Indian stock markets have posted a third straight week of gains, and despite being overbought, traders are optimistic about further increase in share prices. The Nifty broke above the key 6,000 mark for the first time in nearly three months last week amid a stellar rally in April.
Five reasons why markets may continue to be bullish
  1. Technicals: Market analyst Sarvendra Srivastava said the 200 day exponential moving average, which gives more weightage to recent performances, has started to rise again, indicating strength in markets. The 200 day moving average (simple) has already been rising. Mr Srivastava says the Nifty is headed all the way to 6,150 though a 100-150 point correction is likely over the next few days. The bullish stance on Nifty will reverse only when the Nifty slips below 5,694, Mr Srivastava said.
  2. Global markets are bullish: The Dow Jones industrial average and the S&P 500 index both rose to record highs on Friday. Unemployment rate in the U.S. fell to 7.5 per cent, which was the lowest level in four years.
  3. Foreign investors bought stocks to the tune of $1 billion in April, providing support to equities. The flow of global funds is likely to continue after key central banks committed to an easy monetary policy.
  4. MSCI India has already outperformed MSCI Asia ex-Japan since it became one of the cheapest four markets in the region in early March. Credit Suisse says that there is still room for more outperformance.
  5. Credit Suisse said not only does India look cheap relative to Asia ex-Japan, but even on an absolute basis, the current price-to-book of 2.02 times is close to the last 3 troughs of 1.95 times.

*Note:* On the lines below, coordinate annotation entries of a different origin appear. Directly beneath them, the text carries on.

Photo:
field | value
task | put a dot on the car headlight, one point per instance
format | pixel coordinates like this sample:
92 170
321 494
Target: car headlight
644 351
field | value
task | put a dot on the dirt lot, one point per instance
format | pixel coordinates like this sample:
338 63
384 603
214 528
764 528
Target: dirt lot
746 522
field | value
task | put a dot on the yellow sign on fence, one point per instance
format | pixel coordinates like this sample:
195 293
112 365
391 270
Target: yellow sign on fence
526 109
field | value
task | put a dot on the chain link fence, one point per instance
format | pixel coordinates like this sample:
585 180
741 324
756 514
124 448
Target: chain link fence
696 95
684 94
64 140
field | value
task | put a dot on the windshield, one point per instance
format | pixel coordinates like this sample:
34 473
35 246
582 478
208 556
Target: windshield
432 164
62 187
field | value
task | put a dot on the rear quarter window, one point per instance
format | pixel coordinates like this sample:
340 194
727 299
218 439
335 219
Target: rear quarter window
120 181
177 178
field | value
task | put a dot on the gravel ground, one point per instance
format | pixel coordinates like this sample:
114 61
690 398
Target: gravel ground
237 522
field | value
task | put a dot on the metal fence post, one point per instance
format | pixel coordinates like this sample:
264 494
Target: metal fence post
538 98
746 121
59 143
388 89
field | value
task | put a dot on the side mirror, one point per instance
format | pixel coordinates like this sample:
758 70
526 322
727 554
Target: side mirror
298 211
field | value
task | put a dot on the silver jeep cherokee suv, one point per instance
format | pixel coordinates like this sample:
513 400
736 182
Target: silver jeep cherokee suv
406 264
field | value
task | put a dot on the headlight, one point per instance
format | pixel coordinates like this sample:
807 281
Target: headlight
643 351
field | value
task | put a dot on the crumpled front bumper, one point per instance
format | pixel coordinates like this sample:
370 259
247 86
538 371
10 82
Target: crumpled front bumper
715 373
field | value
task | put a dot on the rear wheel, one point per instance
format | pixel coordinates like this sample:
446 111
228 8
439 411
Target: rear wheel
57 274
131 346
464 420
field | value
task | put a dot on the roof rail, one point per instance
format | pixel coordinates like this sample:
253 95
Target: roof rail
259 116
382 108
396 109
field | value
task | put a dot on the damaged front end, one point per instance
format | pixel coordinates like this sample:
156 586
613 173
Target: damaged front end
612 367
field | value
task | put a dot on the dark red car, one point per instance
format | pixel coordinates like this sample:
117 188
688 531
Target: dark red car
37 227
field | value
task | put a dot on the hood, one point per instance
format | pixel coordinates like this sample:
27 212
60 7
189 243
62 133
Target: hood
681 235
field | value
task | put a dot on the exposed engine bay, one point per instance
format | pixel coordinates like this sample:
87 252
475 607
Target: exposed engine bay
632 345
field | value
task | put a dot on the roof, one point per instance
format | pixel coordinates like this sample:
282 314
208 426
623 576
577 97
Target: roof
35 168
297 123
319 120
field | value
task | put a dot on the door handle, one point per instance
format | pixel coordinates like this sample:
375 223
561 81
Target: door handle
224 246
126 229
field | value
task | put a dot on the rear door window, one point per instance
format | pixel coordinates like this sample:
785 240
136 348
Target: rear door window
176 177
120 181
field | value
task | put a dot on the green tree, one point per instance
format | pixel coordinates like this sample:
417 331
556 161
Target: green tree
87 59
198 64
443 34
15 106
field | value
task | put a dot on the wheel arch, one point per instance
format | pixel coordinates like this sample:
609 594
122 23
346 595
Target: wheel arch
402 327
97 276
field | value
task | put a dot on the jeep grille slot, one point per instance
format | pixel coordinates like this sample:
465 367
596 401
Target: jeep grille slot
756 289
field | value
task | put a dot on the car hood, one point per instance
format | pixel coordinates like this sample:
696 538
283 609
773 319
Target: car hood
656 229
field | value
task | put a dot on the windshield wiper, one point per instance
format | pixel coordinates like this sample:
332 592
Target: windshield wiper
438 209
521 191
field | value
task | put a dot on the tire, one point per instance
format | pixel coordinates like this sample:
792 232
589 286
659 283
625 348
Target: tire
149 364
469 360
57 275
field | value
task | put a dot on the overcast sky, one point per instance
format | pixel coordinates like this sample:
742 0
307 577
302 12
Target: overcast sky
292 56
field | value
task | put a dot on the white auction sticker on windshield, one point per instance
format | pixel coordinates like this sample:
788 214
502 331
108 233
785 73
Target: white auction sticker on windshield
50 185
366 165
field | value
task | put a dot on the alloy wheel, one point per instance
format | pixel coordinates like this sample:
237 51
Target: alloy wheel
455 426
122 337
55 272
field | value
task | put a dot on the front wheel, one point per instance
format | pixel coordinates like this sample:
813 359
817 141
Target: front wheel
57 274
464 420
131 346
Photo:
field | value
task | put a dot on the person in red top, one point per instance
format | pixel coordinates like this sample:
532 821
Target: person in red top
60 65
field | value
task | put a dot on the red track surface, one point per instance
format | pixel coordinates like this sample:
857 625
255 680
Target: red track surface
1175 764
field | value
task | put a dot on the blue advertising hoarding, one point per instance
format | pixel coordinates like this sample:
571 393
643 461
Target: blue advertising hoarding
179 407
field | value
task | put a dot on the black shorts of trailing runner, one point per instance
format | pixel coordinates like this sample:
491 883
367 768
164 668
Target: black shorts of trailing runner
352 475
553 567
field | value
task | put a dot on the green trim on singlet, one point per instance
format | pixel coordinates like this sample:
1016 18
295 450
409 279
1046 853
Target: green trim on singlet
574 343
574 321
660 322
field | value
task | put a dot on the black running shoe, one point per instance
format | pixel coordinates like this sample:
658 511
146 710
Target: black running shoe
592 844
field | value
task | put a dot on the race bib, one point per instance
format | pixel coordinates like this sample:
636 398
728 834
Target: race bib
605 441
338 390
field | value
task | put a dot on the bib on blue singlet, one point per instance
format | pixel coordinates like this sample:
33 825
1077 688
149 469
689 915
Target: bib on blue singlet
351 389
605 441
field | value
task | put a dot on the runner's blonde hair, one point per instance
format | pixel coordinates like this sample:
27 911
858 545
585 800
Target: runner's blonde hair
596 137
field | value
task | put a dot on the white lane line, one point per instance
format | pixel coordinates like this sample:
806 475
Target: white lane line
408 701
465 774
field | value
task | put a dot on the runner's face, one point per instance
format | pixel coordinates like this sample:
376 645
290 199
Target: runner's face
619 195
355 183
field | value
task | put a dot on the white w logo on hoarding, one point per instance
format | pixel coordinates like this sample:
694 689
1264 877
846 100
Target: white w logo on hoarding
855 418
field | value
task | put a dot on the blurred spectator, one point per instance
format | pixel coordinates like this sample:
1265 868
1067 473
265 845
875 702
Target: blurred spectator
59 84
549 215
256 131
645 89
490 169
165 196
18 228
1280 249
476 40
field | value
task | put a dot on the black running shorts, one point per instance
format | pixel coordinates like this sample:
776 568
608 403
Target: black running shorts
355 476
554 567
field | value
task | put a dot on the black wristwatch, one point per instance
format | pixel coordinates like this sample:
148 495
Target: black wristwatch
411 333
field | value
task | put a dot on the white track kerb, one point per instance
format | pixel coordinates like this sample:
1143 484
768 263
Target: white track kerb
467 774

The 200 DEMA, 200 DMA and 61.8 per cent retracements all converge around 5700,  indicating strong support around 5,700-5,750 levels, Mr Srivastava said.

Key things to look out:

The focus will now shift to monsoon showers and the flow of global funds after key central banks committed to an easy monetary policy. The factory output data for March and for the last fiscal year will be watched on May 10.